After his tragic death in 1995, the Charter 77 Foundation began to award the Josef Vavroušek Prize in his memory "for active promotion of a sustainable way of life, for activities aimed at positive solutions to interrelated ecological, social, economic and other problems, or for an exceptional act or activity in the field of environmental protection and sustainable development". Since 2014, the Partnership Foundation has been awarding this prize.
Josef Vavroušek was remembered exclusively for CTU by his long-time friend and colleague Pavel Šremer, who worked with him in the Federal Committee for the Environment and co-founded STUŽ:
Systems Engineer
In systems theory, the relationships between the parts of a system are very important for describing the system, not just the description of those parts. Already as a student at Faculty of Mechanical Engineering, Josef Vavroušek helped as an auxiliary scientific force (so called "pomvěd") under guidance of doc. RNDr. Alfons Bašta, a mathematician, who developed the theory of decision making by the concept of the inner world of the decision maker as an important personality in decision making. This influenced Josef for his whole life, first in his modelling work, which he published as a researcher in 1974 in the publications "Model of an industrial enterprise management system and its applications" and "Modelling of complex decision-making processes". From the industrial enterprise, he went on to even more complex modelling, so that in his 1989 book Modelling Biological and Social Objects, in addition to the holistic modelling of the industrial enterprise, he also models the human organism, the city and the ecological system of Czechoslovak society. The latter was then an important scientific basis for the work of the newly established Federal Committee for the Environment (FCEE), which Josef was instrumental in establishing, and was also the basis for Josef's seminal synthetic publication "Environment and Self-Management of Society" in 1990, which we at the FCEE directly followed.

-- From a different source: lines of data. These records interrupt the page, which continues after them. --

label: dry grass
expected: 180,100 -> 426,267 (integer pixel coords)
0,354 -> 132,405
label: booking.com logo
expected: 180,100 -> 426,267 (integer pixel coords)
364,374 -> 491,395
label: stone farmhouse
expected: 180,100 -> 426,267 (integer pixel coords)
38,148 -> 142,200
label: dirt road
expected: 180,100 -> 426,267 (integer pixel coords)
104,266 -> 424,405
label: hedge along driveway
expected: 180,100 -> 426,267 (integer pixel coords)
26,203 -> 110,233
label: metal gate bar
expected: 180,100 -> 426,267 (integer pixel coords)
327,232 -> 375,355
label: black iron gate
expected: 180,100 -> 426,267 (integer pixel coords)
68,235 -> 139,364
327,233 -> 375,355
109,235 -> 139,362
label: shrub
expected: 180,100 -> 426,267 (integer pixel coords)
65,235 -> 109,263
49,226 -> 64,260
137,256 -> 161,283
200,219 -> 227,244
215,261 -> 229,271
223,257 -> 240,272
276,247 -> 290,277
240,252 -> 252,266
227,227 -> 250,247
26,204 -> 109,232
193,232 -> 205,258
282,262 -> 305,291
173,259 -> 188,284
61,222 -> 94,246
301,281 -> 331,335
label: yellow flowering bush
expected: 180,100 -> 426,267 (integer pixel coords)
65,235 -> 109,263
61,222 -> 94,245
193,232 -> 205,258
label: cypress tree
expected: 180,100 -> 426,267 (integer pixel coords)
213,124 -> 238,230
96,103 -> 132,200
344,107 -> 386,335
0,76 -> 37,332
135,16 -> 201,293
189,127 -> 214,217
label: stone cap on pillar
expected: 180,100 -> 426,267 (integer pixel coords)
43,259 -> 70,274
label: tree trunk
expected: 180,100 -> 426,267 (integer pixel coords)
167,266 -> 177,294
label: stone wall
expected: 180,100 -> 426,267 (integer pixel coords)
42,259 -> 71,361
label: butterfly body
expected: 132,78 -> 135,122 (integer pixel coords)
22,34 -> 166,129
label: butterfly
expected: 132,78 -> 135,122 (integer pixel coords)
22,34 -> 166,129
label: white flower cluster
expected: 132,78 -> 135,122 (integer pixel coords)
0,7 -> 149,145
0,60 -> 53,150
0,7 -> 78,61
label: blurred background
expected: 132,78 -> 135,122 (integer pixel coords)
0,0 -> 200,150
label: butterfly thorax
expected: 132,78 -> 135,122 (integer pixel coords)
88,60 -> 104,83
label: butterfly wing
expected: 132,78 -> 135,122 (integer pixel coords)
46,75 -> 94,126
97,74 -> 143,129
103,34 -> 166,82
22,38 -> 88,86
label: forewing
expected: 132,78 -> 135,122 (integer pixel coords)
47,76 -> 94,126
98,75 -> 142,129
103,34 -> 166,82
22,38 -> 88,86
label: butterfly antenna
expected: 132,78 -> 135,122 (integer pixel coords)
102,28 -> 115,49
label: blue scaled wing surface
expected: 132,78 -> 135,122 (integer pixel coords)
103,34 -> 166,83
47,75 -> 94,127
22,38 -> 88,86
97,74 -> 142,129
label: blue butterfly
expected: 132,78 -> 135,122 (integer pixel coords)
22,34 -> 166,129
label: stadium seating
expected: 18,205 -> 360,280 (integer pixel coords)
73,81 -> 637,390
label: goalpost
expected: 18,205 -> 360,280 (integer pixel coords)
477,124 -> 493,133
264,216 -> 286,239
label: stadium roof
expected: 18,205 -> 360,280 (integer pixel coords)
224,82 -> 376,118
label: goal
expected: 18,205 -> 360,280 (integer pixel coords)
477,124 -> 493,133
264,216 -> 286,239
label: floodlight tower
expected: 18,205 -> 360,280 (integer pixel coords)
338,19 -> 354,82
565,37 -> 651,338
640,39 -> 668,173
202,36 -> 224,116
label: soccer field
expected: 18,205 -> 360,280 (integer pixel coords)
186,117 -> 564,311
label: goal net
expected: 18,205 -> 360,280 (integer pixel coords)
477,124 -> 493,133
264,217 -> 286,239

Josef's qualifications as a systems engineer were also very valuable during the negotiations on the departure of Soviet troops in 1990-1992. Firstly, in the negotiations on the compensation of ecological damage caused by the activities of the occupying army. At that time, the representatives of the republic's ministries of the environment wanted to negotiate basically only about the damage caused by groundwater contamination. I was pleasantly surprised by Josef to receive from him a systematic list of damages to be claimed. Because he also demanded the identification of damage to nature, the researches of then undernourished state nature protection were supported and new valuable sites for nature protection were identified in addition to the damages incurred. Although compensation for the damages was not achieved in the interest of having the Soviet troops withdraw as soon as possible, Josef, as a systems engineer, saw the need to deal with the consequences of the occupation troops, and so he initiated the creation of the Office for Dealing with the Consequences of the Soviet Troops' Presence on the Territory of the Czechoslovak Republic in September of 1991.